No Footprints Here

Years ago, it wasn’t there. Years ago, when the lake was much larger and had not yet begun to fill in with silt, what is now a patch of land, heavy with trees of many shapes and sizes, was once clear lake water, reflecting blue sky. But when upstream silt flowed downriver and filled in parts of the lake, when that silt rose up above the water and slowly turned into fertile soil, when the weeds sprouted, when the bushes began to grow, when the trees took over and blotted out the sun for all the underbrush and smaller plants, what once was water became a forest, thick with nature’s proliferation of scraggly scrubs and sturdy structures reaching for the sky.

And so thick were those trees on that unkempt tract, that no human ventured there: no fishermen, no hunters, no casual hikers, out for a morning walk through the peaceful woods. No tennis shoes, no hiking boots left their tracks. But we may assume that closer inspection, were it possible, would reveal the passing by of dainty deer, foraging foxes, and smaller creatures, some that nested in the trees and some that slithered from the water’s edge.

It is quite difficult, though not impossible, to reach that little spot, though it is safe to say that no one has likely tried. It’s as though nature has determined this place to be a safe haven for her precious creatures.

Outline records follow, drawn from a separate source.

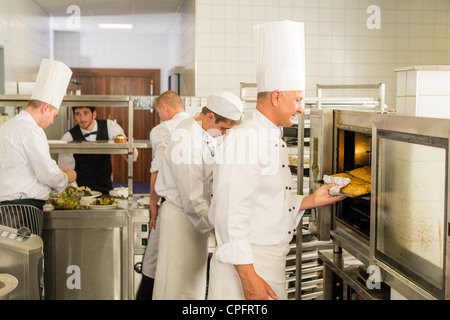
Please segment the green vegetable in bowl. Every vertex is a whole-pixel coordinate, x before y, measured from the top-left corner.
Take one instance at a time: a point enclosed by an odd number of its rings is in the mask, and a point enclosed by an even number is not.
[[[116,205],[119,204],[116,199],[110,198],[108,196],[101,196],[100,198],[95,199],[91,203],[89,203],[92,206],[110,206],[110,205]]]

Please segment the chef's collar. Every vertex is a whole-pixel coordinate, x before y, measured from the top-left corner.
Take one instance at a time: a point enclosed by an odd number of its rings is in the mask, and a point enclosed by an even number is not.
[[[277,126],[270,121],[265,115],[263,115],[258,109],[254,111],[254,116],[258,118],[258,121],[264,126],[265,129],[280,130],[280,139],[283,137],[283,126]]]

Human eyes might not even notice while passing by. It’s much further away from the trail than the long lens which took this photograph would suggest. Most often, it does not look remarkable, certainly not photogenic. But on this particular day, with a rented lens that could bring it close, with a cooperative sun that looked deep into the usually dark tree line, and with the still air of a quiet morning that caused the lake to become a mirror … on that day I looked, and I saw something that did look remarkable. I saw rough nature with a purpose. I saw the results of nature’s eternal reclamation. And I saw a stark, naked, natural beauty.

That beautiful bit of rough nature represents a hundred years or more of the natural world at work, undisturbed by human intervention. It is surrounded by what’s left of the man-made lake, by man-made trails, some natural, some paved. Further out, it is surrounded by homes and businesses and factories and roads to connect them.

Nonetheless, there it is … that little piece of undisturbed forest, unnoticed by most, beautiful in its own way, and still a work in progress.